A giant suitcase for Louis Vuitton is on display outside a Louis Vuitton store in Shanghai, August 2, 2010. The world's top luxury brands like Burberry and Coach are pouring funds into China's multi-billion dollar luxury market, wresting control of their brands from Chinese partners as they swoop back in a market set to become the world's No.1. Picture taken August 2, 2010.
Reuters/Aly Song
LVMH is big, and China’s problems don’t scare it.
By Marc Bain
Published Last updated This article is more than 2 years old.

Dom Pérignon, Christian Dior, Bulgari, TAG Heuer, De Beers, and Louis Vuitton—the most valuable luxury-goods brand in the world—all live under a single banner: LVMH. This French luxury company owns a whopping 70 brands, several among the world’s most prestigious. No wonder, then, that it’s considered a bellwether for high-end spending.

With an economic slowdown hitting China, whose citizens account for more than 30% of luxury spending globally, LVMH might be expected to worry. But according to CEO Bernard Arnault, it’s still optimistic.

“Analysts underestimate the Chinese economy,” Arnault said on Feb. 2, after LVMH reported very strong full-year earnings for 2015. “The fundamentals are good. Household spending is still increasing, and that’s important to us.”

LVMH said revenue climbed 16% to about €35.7 billion ($39.1 billion) for 2015, bolstered by good performance across categories and especially in its largest division, fashion and leather goods.

That doesn’t mean LVMH has been immune to China’s economic problems. The company acknowledged last quarter that China’s stock market plunge in August hurt its sales some. While sales grew nicely in 2015 in the US, Europe, and Japan, sales in Asia—mostly meaning China—were down.

Bain Consulting estimates the entire country’s luxury market shrank 2% for the year, hurt by economic trouble and an ongoing crackdown on corruption that has put a crimp in officials buying and giving expensive gifts.

Arnault made clear that he was thinking years ahead. “You have to be optimistic in the long term and pessimistic in the short term. That allows you to prepare for the worst,” he said (paywall). Looking farther out, many analysts do believe China’s spending on high-end goods will grow with the emergence of a sizable middle class in the country.

Arnault also expressed confidence in Hong Kong, which has been one of the most challenging environments for luxury, as tourism from the mainland slows. The downturn there is “cyclical,” he said and pointed to Hong Kong as “one of the high points in Asia and one of the drivers of our growth.” Not only is LVMH not closing shops there, it’s renovating its Louis Vuitton flagship.

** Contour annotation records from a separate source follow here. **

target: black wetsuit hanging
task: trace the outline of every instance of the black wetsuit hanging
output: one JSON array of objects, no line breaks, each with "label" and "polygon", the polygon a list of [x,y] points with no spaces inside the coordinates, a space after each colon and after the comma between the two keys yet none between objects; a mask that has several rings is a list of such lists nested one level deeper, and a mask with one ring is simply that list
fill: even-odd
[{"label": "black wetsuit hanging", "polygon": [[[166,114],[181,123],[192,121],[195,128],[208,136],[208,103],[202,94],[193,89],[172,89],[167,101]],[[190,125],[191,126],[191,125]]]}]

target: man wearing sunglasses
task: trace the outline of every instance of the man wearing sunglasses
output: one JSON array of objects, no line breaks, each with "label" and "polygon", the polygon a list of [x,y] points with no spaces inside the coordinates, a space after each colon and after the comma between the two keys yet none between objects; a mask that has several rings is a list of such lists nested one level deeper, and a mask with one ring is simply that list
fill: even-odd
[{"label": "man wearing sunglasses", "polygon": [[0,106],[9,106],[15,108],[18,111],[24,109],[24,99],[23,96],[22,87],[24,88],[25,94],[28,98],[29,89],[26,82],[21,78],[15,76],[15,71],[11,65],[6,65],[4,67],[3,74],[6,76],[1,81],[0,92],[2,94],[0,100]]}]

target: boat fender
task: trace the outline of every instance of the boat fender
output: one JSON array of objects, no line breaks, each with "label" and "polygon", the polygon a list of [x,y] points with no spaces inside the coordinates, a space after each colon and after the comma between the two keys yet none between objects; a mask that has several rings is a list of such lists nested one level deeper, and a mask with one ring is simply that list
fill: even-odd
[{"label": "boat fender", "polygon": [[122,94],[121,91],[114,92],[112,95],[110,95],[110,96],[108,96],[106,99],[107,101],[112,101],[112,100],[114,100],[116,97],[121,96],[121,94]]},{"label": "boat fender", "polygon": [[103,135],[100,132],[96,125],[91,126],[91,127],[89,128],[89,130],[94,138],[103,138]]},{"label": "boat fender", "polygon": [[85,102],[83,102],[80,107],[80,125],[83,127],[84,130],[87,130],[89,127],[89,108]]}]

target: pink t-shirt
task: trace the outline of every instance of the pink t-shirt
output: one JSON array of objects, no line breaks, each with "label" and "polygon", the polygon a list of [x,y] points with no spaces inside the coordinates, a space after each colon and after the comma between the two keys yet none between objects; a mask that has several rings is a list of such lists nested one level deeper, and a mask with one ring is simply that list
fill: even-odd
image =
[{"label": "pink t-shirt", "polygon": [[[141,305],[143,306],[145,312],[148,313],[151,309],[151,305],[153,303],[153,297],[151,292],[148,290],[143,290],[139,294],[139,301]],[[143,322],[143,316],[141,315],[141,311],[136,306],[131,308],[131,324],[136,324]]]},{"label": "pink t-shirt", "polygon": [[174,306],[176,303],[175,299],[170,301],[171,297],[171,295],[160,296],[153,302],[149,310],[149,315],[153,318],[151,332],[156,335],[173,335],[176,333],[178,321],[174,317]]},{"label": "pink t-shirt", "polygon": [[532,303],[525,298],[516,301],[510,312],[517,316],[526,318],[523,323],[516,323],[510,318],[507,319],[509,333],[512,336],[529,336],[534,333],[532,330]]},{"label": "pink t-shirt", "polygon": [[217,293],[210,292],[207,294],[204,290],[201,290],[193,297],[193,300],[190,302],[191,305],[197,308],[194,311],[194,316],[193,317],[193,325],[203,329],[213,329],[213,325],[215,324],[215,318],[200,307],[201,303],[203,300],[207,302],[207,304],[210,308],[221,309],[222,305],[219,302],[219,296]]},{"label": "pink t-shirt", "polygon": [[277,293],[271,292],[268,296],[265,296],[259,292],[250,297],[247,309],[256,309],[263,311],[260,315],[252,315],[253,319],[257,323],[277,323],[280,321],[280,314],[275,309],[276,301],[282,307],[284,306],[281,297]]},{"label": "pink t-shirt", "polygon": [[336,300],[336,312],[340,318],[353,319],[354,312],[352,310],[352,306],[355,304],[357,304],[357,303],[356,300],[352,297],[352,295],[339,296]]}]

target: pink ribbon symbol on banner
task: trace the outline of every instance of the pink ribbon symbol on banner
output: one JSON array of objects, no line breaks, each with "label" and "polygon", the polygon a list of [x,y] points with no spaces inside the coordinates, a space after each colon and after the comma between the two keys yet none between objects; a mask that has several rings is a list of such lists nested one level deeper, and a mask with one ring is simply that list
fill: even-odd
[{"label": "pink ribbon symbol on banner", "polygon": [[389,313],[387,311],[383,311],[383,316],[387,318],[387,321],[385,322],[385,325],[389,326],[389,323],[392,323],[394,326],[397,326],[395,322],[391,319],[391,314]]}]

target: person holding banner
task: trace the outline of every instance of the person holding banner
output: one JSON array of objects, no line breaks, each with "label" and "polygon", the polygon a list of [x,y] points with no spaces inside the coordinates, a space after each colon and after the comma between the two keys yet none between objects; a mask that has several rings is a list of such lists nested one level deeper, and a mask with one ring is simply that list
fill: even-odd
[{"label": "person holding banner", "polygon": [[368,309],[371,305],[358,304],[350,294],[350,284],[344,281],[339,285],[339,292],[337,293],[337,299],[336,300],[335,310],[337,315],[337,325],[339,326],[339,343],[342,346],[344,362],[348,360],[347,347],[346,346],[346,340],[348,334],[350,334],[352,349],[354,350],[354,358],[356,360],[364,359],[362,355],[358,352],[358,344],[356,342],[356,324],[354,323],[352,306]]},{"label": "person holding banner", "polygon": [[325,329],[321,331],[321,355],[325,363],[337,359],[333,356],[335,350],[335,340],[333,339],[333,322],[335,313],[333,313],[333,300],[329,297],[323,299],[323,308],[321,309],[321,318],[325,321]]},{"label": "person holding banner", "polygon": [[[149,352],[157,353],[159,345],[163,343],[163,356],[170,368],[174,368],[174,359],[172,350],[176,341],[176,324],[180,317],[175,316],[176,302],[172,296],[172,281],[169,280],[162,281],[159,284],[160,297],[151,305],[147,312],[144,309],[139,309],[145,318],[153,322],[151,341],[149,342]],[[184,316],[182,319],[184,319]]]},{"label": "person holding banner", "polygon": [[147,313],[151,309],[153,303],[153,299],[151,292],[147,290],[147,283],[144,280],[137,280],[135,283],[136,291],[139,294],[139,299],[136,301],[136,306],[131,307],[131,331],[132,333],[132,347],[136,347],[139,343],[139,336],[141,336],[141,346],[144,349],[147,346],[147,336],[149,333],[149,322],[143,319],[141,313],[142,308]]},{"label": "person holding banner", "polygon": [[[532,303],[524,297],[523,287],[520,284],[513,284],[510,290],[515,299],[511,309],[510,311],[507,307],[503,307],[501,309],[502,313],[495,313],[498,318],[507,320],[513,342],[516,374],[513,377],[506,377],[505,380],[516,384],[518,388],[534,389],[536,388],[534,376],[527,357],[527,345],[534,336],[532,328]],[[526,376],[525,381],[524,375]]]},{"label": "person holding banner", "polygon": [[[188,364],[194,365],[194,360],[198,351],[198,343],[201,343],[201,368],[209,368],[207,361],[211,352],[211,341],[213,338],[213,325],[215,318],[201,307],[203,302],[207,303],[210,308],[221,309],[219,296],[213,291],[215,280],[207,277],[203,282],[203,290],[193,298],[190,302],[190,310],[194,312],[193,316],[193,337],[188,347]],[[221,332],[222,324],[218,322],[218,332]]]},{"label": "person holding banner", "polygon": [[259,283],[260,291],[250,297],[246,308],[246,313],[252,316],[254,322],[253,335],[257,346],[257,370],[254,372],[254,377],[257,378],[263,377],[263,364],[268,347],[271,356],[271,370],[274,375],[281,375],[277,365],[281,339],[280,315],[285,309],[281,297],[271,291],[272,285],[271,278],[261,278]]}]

LVMH has the benefit of a strong roster of brands to support it, including Louis Vuitton, which has been consistently excellent under the creative direction of Nicolas Ghesquière. Not every luxury company is performing as well. But LVMH’s strategy in China won’t be to forge blindly ahead. Rather, as Arnault emphasized, it will remain flexible. It will close stores when it makes sense to do so, but then it will also open new ones.